I ended up being one of 85 people who traveled with the Morgan, in turns, as part of the Voyagers project last summer. Having us on board was crucial in as much as the 38th Voyage itself was key to the museum’s newly articulated vision statement, which White says is dictated by a commitment to experiences that are “immersive and interactive,” “multidisciplinary and multicultural,” and based on principles of “shared authority”—all touchstones of what academics call “public history.”
“We gave those spaces to you,” White tells me, “so that you could help us interpret this experience and shed your personal light on it so that generations to come will all know how you saw it. Not to mention all the people we met along the way who shared with us their family stories about the grandfather or an uncle or a relative that went to sea on a whaleship, or indeed on the Charles W. Morgan.” The number of people who came out of the woodwork, so to speak, when the Morgan was docked at different places this summer was “overwhelming,” he says.
He thinks the museum accomplished everything it wanted to in terms of reaching new people and changing the public’s perceptions of what it does. “It elevated our faith in ourselves, it elevated our faith in the institution among the maritime community. I think there’s tremendous pride now at the museum for what we accomplished. Quite a bit different than how we felt about our accomplishments in the middle of the recession, when there was just such tremendous worry.”

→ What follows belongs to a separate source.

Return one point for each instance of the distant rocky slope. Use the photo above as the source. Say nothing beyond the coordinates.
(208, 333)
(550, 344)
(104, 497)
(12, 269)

Months later, the momentum from the voyage of the Morgan is carrying Mystic Seaport through a handful of ambitious undertakings, with funding rolling in for an expanded exhibition space and, of course, brand new displays revolving around the ship’s latest excursion. The pre-recession challenges—“ about programming and development, funding for the programs, making the museum relevant and engaging to the public”—remain, but the museum’s “spirit,” White says, “has changed dramatically.”
The Seaport’s “interpreters,” employees and volunteers like Linda Carmeroto and Marelda Hart, now have new things to tell the patrons they greet. “They now can give concrete personal experiences [to say] this is what it feels like, this is how we tuned the rig, this is how we climbed the rig, this is how we furled the sails, and set the sails,” says White. It’s “an entirely different way of sharing information.”
The Morgan itself has been transformed, though many of its original planks are still in place, and the keel that touched the cold waters of the Atlantic Ocean last summer is the same one that left a bloody wake in the South Pacific 100 years ago. In the end, the Morgan collected 1.1 million gallons of spermaceti, 603,540 gallons of whale oil, and 152,934 pounds of whalebone.
It will always be true that this ship alone remains to tell the story of America’s whaling era, the same way Ishmael alone remained to tell the story of the Pequod in Melville’s novel. But the Morgan’s story is not just about whaling anymore; in 2015, it’s actually more bound up with the stories of people like me and Steve White, people who have nothing in common with Melville except that we, as the author put it, “cherish very nearly the same feelings towards the ocean” as he.